#### Showing courses for option:Upper division - all 300, 400, & 500 level courses

All 300, 400, and 500 level courses - more advanced courses for people who already know their major.

##### MAT301 Mathematics in Engineering I
A treatment of the theory of differential equations. The objective is to provide the student with an ability to solve problems in this field. Administered and staffed by the Mechanical Engineering Department (MAE).
##### MAT302 Mathematics in Engineering II
This course provides an introduction to partial differential equations, covering PDEs of relevant interest in engineering and science problems.
##### MAT320 Introduction to Real Analysis
Introduction to real analysis, including the theory of Lebesgue measure and integration on the line and n-dimensional space, and the theory of Fourier series. Prerequisite: MAT201 and MAT202 or equivalent. (Replaces MAT314 beginning AY2012-13)

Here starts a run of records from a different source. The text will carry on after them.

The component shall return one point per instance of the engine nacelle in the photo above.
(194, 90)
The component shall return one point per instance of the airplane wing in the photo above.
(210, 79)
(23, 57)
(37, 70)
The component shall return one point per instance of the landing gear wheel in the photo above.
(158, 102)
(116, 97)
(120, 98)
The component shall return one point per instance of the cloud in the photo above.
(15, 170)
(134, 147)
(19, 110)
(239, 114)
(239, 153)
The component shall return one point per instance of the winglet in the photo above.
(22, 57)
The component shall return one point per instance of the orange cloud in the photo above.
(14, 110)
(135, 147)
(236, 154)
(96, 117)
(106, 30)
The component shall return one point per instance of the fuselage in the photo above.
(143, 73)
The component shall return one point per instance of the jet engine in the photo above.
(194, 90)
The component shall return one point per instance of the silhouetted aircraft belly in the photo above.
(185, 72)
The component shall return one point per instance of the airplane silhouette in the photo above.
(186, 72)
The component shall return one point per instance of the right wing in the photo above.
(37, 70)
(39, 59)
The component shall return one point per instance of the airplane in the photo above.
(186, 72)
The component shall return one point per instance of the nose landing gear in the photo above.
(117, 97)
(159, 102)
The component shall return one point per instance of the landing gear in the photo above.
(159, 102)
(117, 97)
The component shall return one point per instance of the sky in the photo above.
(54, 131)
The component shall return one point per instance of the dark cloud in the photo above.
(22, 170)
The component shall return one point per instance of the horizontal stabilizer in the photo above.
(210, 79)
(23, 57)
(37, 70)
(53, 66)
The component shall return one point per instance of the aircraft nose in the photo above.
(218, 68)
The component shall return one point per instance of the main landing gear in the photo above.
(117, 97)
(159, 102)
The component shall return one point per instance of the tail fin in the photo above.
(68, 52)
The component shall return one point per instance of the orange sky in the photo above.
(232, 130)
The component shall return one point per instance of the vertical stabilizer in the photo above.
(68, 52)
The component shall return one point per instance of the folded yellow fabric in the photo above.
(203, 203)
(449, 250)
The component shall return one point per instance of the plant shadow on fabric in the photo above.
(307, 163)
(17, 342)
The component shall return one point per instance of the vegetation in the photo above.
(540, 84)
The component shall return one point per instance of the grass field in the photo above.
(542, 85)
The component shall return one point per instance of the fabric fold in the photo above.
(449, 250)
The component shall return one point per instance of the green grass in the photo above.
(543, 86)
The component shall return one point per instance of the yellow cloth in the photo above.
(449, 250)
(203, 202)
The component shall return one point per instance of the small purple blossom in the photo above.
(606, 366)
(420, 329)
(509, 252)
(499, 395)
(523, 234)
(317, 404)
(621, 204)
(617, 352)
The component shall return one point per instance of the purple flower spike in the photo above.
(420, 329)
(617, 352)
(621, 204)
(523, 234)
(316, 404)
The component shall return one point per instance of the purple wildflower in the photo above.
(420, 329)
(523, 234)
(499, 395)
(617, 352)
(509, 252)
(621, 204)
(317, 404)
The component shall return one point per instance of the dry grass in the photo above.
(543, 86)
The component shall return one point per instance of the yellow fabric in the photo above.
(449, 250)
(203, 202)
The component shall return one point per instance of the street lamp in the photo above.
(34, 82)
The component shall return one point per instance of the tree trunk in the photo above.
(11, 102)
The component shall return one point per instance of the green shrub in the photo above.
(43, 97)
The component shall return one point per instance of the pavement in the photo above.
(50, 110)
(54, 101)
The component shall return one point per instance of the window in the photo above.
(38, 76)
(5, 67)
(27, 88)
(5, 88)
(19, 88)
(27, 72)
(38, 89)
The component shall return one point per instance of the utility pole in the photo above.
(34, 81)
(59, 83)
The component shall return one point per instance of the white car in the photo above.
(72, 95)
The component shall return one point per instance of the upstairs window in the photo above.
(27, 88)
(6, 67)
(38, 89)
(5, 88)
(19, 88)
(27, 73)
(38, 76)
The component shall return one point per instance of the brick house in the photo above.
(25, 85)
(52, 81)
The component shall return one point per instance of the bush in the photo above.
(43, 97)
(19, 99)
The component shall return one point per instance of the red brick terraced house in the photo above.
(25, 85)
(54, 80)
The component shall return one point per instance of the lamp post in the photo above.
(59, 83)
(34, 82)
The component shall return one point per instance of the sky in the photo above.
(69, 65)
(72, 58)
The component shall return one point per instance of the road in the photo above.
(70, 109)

##### MAT321 Numerical Methods
Introduction to numerical methods with emphasis on algorithms, applications and computer implementation issues. Topics covered include solution of nonlinear equations; numerical differentiation, integration and interpolation; direct and iterative methods for solving linear systems; numerical solutions of differential equations; two-point boundary value problems; and approximation theory. Lectures are supplemented with numerical examples using MATLAB. Prerequisites: MAT201 and MAT202; or MAT203 and MAT204; or equivalent.
##### MAT322 Introduction to Differential Equations
An introduction to differential equations, covering both applications and fundamental theory.
##### MAT323 Topics in Mathematical Modeling - Mathematical Neuroscience
Draws problems from the sciences & engineering for which mathematical models have been developed and analyzed to describe, understand and predict natural and man-made phenomena. Emphasizes model building strategies, analytical and computational methods, and how scientific problems motivate new mathematics. This interdisciplinary course in collaboration with Molecular Biology, Psychology and the Program in Neuroscience is directed toward upperclass undergraduate students and first-year graduate students with knowledge of linear algebra and differential equations.
##### MAT325 Analysis I: Fourier Series and Partial Differential Equations
Fourier series, Fourier transforms, and applications to the classical partial differential equations. Prerequisites: MAT215 or MAT218 or consent of instructor. (Replaces MAT330 beginning AY 2012-13)
##### MAT330 Complex Analysis with Applications
Calculus of functions of one complex variable, power series expansions, residues, and conformal mapping. (Replaces MAT317 beginning AY 2012-13)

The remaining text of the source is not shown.